What needs to happen is a better business model for selling the books and a better way to read the electronic materials, Norris said.

So far, he said, a perfect device for reading and manipulating the text electronically hasn’t been invented.

“I think there will always be room for the student who wishes to curl up under a tree with a battered old paperback, who cracks the spine and just reads away without any thought of batteries or Wi-Fi connectivity or anything like that,” he said.

But e-book publishers have made progress, creating search tools and audio and video elements.

“What’s nice now is you’re able to highlight in different colors,” Norris said. “And when you print, you can print them in those colors.”

Norris said a lot of students in elementary schools already were using digital learning tools.

And graduate students in some professional fields of study, such as dentistry, are relying more and more on e-textbooks.

“It’s the current student population right now that doesn’t have as much experience with them,” he said.

Not a best-seller

Publishing industry figures show e-books still account for fewer than 1 percent of all textbook sales nationwide, said Bill Madl, textbook manager at Jayhawk Bookstore.

For that reason, the only textbook in e-book format that Madl carries at his store is “Introducing Physical Geography,” which is used in KU’s Geography 104 class.

What you get for your money is an access code that’s inside a cardboard sleeve. You go online to the publisher’s Web site, where you use the code to access the e-book.

Madl has a theory: E-books will take off as soon as a generation who grew up with computers from kindergarten through high school arrives on campus.

“I’m going to guess it’s going to be about five to 10 years,” he said.

Not savvy enough

Later, back in Kansas, my cell phone rang. Bonnie was happy, having dodged the $500 textbook bullet in Iowa, keeping her costs down to $240.

No, she hadn’t even looked at e-books, but shopped around off-campus to find bargain prices.

Then an instant message appeared on my laptop screen.
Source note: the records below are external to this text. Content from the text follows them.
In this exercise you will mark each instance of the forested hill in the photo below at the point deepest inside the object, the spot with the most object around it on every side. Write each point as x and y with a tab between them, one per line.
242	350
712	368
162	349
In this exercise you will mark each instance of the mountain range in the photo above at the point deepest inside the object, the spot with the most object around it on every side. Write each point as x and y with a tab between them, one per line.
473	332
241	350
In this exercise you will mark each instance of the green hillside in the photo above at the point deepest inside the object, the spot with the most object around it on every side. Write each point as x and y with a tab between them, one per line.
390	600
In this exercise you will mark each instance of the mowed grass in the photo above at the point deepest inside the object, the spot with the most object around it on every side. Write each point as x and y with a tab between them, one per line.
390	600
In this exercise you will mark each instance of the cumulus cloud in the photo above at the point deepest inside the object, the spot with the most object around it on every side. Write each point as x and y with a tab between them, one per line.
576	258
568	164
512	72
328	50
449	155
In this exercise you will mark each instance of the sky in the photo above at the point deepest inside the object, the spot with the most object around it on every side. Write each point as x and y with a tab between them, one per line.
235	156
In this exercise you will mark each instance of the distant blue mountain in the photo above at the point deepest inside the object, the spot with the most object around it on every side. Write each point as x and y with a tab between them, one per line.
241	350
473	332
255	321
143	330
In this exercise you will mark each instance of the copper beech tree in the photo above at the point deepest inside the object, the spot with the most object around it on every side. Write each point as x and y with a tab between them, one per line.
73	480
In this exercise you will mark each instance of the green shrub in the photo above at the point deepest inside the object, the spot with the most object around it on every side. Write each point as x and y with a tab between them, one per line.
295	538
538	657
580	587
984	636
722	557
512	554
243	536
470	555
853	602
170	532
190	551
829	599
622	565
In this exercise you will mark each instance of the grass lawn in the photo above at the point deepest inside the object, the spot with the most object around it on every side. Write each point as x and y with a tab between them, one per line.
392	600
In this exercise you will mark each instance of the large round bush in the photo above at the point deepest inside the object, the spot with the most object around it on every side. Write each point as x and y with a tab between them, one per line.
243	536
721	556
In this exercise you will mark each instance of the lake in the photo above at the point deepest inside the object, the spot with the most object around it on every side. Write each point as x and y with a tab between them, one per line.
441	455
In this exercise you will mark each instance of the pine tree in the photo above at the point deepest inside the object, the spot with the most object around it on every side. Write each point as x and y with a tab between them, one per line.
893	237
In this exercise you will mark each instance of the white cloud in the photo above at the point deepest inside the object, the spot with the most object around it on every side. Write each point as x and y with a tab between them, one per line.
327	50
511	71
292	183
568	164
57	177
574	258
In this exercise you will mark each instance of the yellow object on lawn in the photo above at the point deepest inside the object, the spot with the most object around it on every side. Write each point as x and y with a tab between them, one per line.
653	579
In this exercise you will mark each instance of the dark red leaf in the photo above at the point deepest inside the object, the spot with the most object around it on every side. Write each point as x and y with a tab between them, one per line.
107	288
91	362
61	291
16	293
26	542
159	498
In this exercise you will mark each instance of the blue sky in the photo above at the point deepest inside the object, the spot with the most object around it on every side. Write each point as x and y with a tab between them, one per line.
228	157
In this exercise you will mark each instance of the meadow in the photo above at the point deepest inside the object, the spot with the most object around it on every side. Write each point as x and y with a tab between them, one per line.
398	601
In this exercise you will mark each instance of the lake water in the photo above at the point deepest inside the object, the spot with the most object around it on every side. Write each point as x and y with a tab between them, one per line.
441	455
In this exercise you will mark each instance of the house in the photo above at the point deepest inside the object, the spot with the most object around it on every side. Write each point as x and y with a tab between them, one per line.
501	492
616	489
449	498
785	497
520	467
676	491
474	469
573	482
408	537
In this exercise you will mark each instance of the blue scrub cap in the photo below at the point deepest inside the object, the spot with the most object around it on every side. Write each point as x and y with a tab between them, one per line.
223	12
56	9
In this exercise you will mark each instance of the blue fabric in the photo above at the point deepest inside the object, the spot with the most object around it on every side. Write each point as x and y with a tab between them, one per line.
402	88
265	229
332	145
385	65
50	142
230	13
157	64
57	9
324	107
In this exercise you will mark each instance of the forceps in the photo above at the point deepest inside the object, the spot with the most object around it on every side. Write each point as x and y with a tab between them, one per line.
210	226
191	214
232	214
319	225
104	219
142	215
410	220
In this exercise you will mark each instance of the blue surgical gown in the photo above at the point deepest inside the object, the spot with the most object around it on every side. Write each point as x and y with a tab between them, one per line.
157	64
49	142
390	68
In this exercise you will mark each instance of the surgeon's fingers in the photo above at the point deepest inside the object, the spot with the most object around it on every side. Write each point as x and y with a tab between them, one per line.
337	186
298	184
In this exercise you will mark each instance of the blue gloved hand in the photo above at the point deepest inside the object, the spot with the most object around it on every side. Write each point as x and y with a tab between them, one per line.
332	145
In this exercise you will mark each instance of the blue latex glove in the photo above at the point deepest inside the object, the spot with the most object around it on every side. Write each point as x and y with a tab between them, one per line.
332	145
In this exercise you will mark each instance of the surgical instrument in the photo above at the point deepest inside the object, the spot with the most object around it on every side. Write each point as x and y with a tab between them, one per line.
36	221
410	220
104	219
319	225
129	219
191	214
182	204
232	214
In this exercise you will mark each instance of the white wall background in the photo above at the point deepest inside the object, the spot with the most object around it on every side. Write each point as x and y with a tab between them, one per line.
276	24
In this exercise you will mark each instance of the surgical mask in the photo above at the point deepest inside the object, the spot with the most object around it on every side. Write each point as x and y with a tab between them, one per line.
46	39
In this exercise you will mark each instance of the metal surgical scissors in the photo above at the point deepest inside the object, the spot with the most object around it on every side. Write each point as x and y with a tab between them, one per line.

It was Bonnie’s twin, Julie, checking in from her dorm room at KU.

I typed in a question about textbooks. No, she hadn’t bought any yet.

Surely, Julie could be sold on e-books. After all, she’s grown up with technology, including computers, cell phones, digital cameras and iPods.

“Have you ever thought of e-books?”

Her text message, adorned by her face and a cartoon word balloon, quickly shot that thought down on my laptop’s flatscreen.

“I don’t think so,” Julie wrote. “I’m not computer savvy enough for it.”